Ottava tappa della rubrica di itinerari lungo il Sentiero della Bonifica in Valdichiana Toscana
Dall’ex casello idraulico di Frassineto il Sentiero della Bonifica ricomincia con un muro giallo di rotoballe, sulla sinistra. Dietro, una distesa di girasoli rimanda una luce intensa, come un ciondolo dorato su un décolleté verde. A destra, un grosso tubo incassato a vista in una struttura metallica si protende sopra la Chiana, verso la Fattoria di Frassineto.
A entrambi i lati del tracciato sono spuntati dei fiori di campo bianchi, viola e gialli, che danno una sfumatura poetica all’inizio di questo segmento.
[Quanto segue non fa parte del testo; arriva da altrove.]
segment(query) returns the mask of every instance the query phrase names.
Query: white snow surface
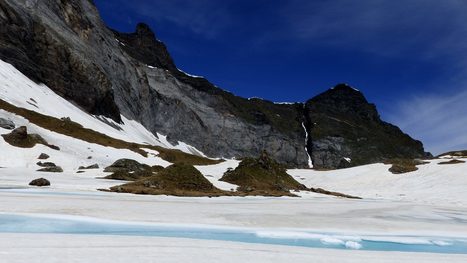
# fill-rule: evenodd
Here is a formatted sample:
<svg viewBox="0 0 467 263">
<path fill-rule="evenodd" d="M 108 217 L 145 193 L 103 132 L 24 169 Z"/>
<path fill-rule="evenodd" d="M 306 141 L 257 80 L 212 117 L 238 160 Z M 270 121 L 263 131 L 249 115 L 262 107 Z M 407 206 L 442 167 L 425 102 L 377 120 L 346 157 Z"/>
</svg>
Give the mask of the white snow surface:
<svg viewBox="0 0 467 263">
<path fill-rule="evenodd" d="M 308 153 L 308 147 L 307 147 L 307 144 L 308 144 L 308 131 L 306 130 L 304 122 L 302 122 L 302 127 L 303 127 L 303 130 L 305 131 L 305 152 L 306 152 L 306 155 L 308 156 L 308 168 L 313 168 L 313 161 L 311 160 L 311 156 Z"/>
<path fill-rule="evenodd" d="M 467 161 L 467 159 L 460 159 Z M 426 204 L 467 206 L 467 162 L 439 165 L 443 159 L 418 165 L 418 170 L 392 174 L 391 165 L 371 164 L 332 171 L 289 170 L 299 182 L 309 187 L 370 199 L 391 199 Z"/>
<path fill-rule="evenodd" d="M 183 71 L 183 70 L 181 70 L 181 69 L 179 69 L 179 68 L 177 68 L 177 70 L 180 71 L 181 73 L 187 75 L 188 77 L 198 78 L 198 79 L 204 78 L 203 76 L 196 76 L 196 75 L 192 75 L 192 74 L 186 73 L 185 71 Z"/>
</svg>

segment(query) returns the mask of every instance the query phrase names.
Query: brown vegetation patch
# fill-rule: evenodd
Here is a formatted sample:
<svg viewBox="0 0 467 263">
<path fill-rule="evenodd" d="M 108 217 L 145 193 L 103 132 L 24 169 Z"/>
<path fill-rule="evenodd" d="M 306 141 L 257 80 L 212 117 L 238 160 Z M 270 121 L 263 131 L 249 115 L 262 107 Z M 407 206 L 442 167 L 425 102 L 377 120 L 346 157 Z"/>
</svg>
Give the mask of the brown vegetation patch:
<svg viewBox="0 0 467 263">
<path fill-rule="evenodd" d="M 28 119 L 31 123 L 38 125 L 44 129 L 57 132 L 66 136 L 70 136 L 89 143 L 95 143 L 102 146 L 113 147 L 117 149 L 128 149 L 147 156 L 147 152 L 141 148 L 148 148 L 159 152 L 159 156 L 172 163 L 188 163 L 192 165 L 210 165 L 218 164 L 222 160 L 211 160 L 201 156 L 184 153 L 179 150 L 166 149 L 159 146 L 145 145 L 138 143 L 130 143 L 123 140 L 112 138 L 103 133 L 84 128 L 81 124 L 73 122 L 69 118 L 54 118 L 43 115 L 35 111 L 16 107 L 4 100 L 0 99 L 0 109 L 17 114 Z"/>
<path fill-rule="evenodd" d="M 455 157 L 466 157 L 467 158 L 467 150 L 447 152 L 447 153 L 440 154 L 437 157 L 446 156 L 446 155 L 455 156 Z"/>
<path fill-rule="evenodd" d="M 263 152 L 257 159 L 244 158 L 237 168 L 225 172 L 221 181 L 238 185 L 237 191 L 251 195 L 292 195 L 291 190 L 306 190 L 286 172 L 286 167 Z"/>
<path fill-rule="evenodd" d="M 307 188 L 285 172 L 285 168 L 263 154 L 258 159 L 244 158 L 240 168 L 229 170 L 224 177 L 239 185 L 237 191 L 215 188 L 196 168 L 174 164 L 167 168 L 147 166 L 134 160 L 121 159 L 106 170 L 114 172 L 105 179 L 134 181 L 111 187 L 119 193 L 175 196 L 297 196 L 294 191 L 311 191 L 344 198 L 359 198 L 321 188 Z M 225 179 L 223 177 L 223 179 Z"/>
<path fill-rule="evenodd" d="M 444 162 L 440 162 L 438 164 L 445 165 L 445 164 L 458 164 L 458 163 L 465 163 L 465 161 L 458 160 L 458 159 L 452 159 L 450 161 L 444 161 Z"/>
<path fill-rule="evenodd" d="M 173 164 L 150 177 L 110 188 L 119 193 L 220 196 L 227 192 L 214 187 L 196 168 L 187 164 Z"/>
<path fill-rule="evenodd" d="M 421 160 L 415 159 L 391 159 L 386 162 L 385 164 L 392 164 L 389 171 L 393 174 L 404 174 L 409 172 L 414 172 L 418 170 L 417 165 L 427 164 L 429 162 L 424 162 Z"/>
</svg>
Qualche centinaio di metri più in là, delle piante proiettano ombra sul percorso, poi si prosegue sotto il sole pieno, in mezzo alla campagna. In lontananza si avvistano le case di Alberoro, mentre sullo sfondo, nelle giornate di cielo terso, si scorge nitidamente il borgo di Civitella, arroccato sul suo colle.
Ogni tanto lo sterrato si apre con spacchi che rendono vacillante l’equilibrio in sella. Dei ponticelli di pietra sui fossi si mimetizzano bene nel paesaggio rurale; a destra il Canale Maestro scorre in fondo ad argini che, da verticali, si piegano in una curva dolce nella parte più in basso. Dal lato opposto i campi di varie cromie, dal verde chiaro al giallo paglia, stanno per lasciare posto ai frutteti di Civitella.
All’altezza di un meleto compare di sghembo al sentiero un manufatto di immissione in muratura. Queste strutture, dette anche briglie o serre, furono realizzate nell’Ottocento per attenuare la potenza della corrente dei canali che si immettevano in quello principale, in modo da non creare gorghi. Il pericolo da scongiurare era l’erosione del letto dei corsi artificiali minori. In altre parole, l’acqua doveva scivolare piano, senza intaccare il fondale.
La briglia risalta nel panorama come un elemento affascinante ma intruso. Osservarla fa tornare in mente il Callone di Valiano, nella Valdichiana senese. Come quell’opera, questa serra è la firma dell’uomo sulla bonifica. Dietro il manufatto, in corrispondenza di Rigutino, delle colline elevate si innalzano facendo da cornice alla pianura.
Delle spighe sottili di forasacchi creano una specie di velatura chiara a margine del sentiero. Si pedala sempre dritto sul percorso, con pendenze quasi impercettibili. Soltanto i tonfi dei cannoni spaventapasseri interrompono a cadenza lenta e regolare il silenzio purissimo, a tratti irreale, della natura circostante: a sinistra i meleti, a destra i campi, oltre il Canale Maestro. Come al solito dalla Chiana, color verdastro opaco in questo punto, tutto tace.
Dopo una seconda serra, su un lato, si spalanca una sorta di passerella in terra battuta, una curva in mezzo a un meleto con una casa contadina sullo sfondo. Lucertole velocissime corrono all’impazzata sullo sterrato, vicino alle ruote. Il tempo di una foto mentre un ultraleggero sorvola la zona e si riparte, alla volta del territorio di Civitella in Val di Chiana.
Il percorso ciclopedonale si torce in delle curvette a mezzaluna poco marcate. Intorno al chilometro 52 le chiome di alberi grandi, cresciuti vicino alla Chiana, movimentano le sponde del corso d’acqua. L’ombra pure in questo caso dura un battito di ciglia. Adesso i meleti arretrano un po’ e i campi finiscono prima dell’itinerario, dando luogo a una specie di muretto rialzato.
Dopo uno slalom lievemente più stretto degli altri si incontra una piccola costruzione diroccata, messa in sicurezza con delle impalcature. A circa 200 metri da questo edificio, un cartello blu indica la Sp327. Da lì, tagliando da un meleto, si può raggiungere la strada asfaltata che porta a Tegoleto e Pieve al Toppo.